Each chapter has one or two commentaries, which vary in the extent to which they offer additional reflections on a case or sharply rebut the analysis in the preceding chapter. The inclusion of these critical commentaries is a hallmark of all four editions of the book and a model worthy of emulation in other anthologies. They clarify theoretical debates in a way that would make the text especially useful at the graduate level.
The 51-page introduction lays out the key theoretical concepts and offers a meaty overview. The formally enumerated explanations for immigration policies include four key factors of security, culture and ideology, economic interests, and rights. In practice, many of the chapters emphasize demographic factors as well. For purposes of course adoption, the introduction would pair nicely with any of the empirical chapters.
The main argument is that there is a “liberal paradox” that prevents liberal states from admitting fewer immigrants and more strictly controlling unauthorized migration, which is what most of the public prefers, according to surveys. As co-editor James Hollifield elaborates, “Economic pressures encourage governments to be open to migration, while political, legal, and security concerns argue for closure and control” (p. 3). On the other hand, rights-based laws and independent judiciaries at the national, supranational, and international levels constrain state efforts at closure in many contexts.
The “gap hypothesis” that has been the hallmark of Controlling Immigration since its first edition states that “the gap between the goals or outputs of immigration policy (laws, regulations, executive actions, and court rulings) and the results or outcomes of those policies in terms of unauthorized and unwanted migration is growing wider” (p. 3). The book states that the United States, with its large unauthorized immigrant population, is the leading example of the gap. Canada is a deviant case of a country with a relatively small gap that can be explained by its unusually friendly orientation toward immigration. This positive approach is explained by its sheltered geographic location, political institutions that encourage controlling immigration quietly through regulations, and a voting system that makes it risky for any party to alienate urban concentrations of immigrant constituents in single-member districts.
As Christian Joppke’s commentary points out, however, the gap between the stated intent of a policy and its implementation and outcomes is universal across domains. And it is difficult to establish that there is a gap between the actual intent of policymakers and outcomes once it is recognized that polices are usually negotiated bargains among many competing actors with different intentions.
The “convergence hypothesis” is that OECD member states are becoming more similar in their policies and public reactions. In my reading, there is more evidence of the convergence hypothesis than the gap hypothesis. Temporality is baked into the tripartite division of types of states. The examples of the latecomers are important for establishing the convergence thesis, in that older nations of immigrants and latecomers develop similar policies.

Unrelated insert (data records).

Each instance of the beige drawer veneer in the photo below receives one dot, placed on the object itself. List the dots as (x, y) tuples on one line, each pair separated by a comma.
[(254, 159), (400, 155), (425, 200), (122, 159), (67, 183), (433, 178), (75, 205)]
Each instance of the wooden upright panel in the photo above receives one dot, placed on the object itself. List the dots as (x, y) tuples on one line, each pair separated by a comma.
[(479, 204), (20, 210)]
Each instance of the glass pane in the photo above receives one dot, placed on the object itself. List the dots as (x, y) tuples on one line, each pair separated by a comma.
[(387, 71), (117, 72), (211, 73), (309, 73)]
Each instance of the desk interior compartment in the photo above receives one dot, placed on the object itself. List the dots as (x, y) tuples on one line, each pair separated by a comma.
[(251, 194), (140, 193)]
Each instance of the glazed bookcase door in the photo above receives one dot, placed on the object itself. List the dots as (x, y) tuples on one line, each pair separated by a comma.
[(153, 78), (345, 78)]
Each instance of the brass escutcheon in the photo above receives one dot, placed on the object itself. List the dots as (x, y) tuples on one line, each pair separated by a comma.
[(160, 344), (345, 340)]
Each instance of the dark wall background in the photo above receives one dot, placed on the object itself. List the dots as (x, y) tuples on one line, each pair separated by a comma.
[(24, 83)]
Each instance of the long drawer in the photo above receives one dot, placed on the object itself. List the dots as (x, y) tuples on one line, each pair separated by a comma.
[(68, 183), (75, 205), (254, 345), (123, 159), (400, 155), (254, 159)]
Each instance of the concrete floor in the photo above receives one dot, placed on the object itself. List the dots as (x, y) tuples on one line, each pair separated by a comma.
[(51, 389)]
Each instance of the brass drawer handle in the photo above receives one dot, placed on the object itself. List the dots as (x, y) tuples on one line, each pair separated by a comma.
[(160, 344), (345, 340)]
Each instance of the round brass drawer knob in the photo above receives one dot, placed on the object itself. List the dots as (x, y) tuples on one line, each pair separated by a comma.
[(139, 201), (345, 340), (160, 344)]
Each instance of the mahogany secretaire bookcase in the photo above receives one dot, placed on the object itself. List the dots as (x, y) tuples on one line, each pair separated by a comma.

All the countries in the book are high-income democracies, except for upper-middle income and increasingly autocratic Turkey. The “comparative perspective” in the subtitle of Controlling Immigration does not include the countries that have the highest relative levels of foreign residents and extremely high levels of control over immigration, such as several of the Gulf Cooperation Council countries. The scope conditions of the anthology are extraordinarily ambitious, but it is also important to recognize how case selection shapes the analysis. There is relatively little variation across the contemporary cases in their degree of wealth or liberalism, two factors that are causal drivers of the “liberal paradox.” This censoring makes it difficult to assess the relationship between liberalism and migration control politics and policies. There is some variation over time in transitioning to liberal democracy, a characteristic that is skillfully exploited by Erin Chung in her chapter on Japan and South Korea.
It is little wonder that parsimony eludes an effort to explain why, how, and with what consequences rich liberal democracies attempt to control immigration. This monumental work remains one of the best starting points to try to answer those vexing questions and to expand them to an even wider range of cases.